冷えきっていた体も、ランプの温もりですっかり温まっていきました。

「こんばんは。約束どおり会いに来たよ。」


彼はそっと猫の頭をなでました。

猫はうっとりした顔で彼を見つめると、ゆっくりとまばたきをしました。

そして、机の上に乗ると前の壁を見上げました。

そこにはとても古く、ほこりをかぶった額縁が飾られていました。


目を凝らして見ると、色褪せた絵の中にはひょうたんを持ち微笑んでいるひとりの男が描かれていました。


「昨晩はランプ作りに夢中で、気づかなかったな。
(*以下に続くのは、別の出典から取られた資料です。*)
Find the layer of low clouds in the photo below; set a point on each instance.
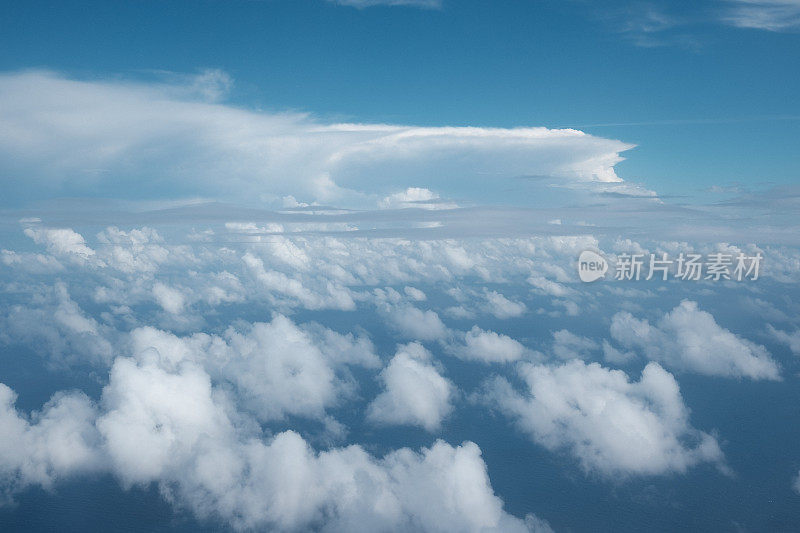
(168, 139)
(689, 339)
(611, 425)
(415, 393)
(427, 4)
」


もっと近くで見ようと、額縁にそっと触れた瞬間、
視界は突然真っ白になり、絵の中の男の映像が目の前に広がりました。

白髪まじりの初老の男が、猫に手を振りそっと小屋を出て行きます。


猫はとても寂しそうに男の後ろ姿を見ていました。

そして、何日も【会計】と書かれた小さな机の上で、男の帰りを待っているようでした。


「ここの主の自画像か…」


映像がとぎれ、我に返ると

彼は急になんだか申し訳ない気持ちになりました。


人の気配がないのをいいことに、何度も勝手に入り込んでいたのです。

ここの主は、また戻ってくるかもしれないのです。


「勝手に入ってきてごめんね。」

「もう帰らなくちゃ。」


そう猫に伝えると、猫は首をかしげ、彼が持っている額縁の前にやってきました。

そして、大きく目を見開きました。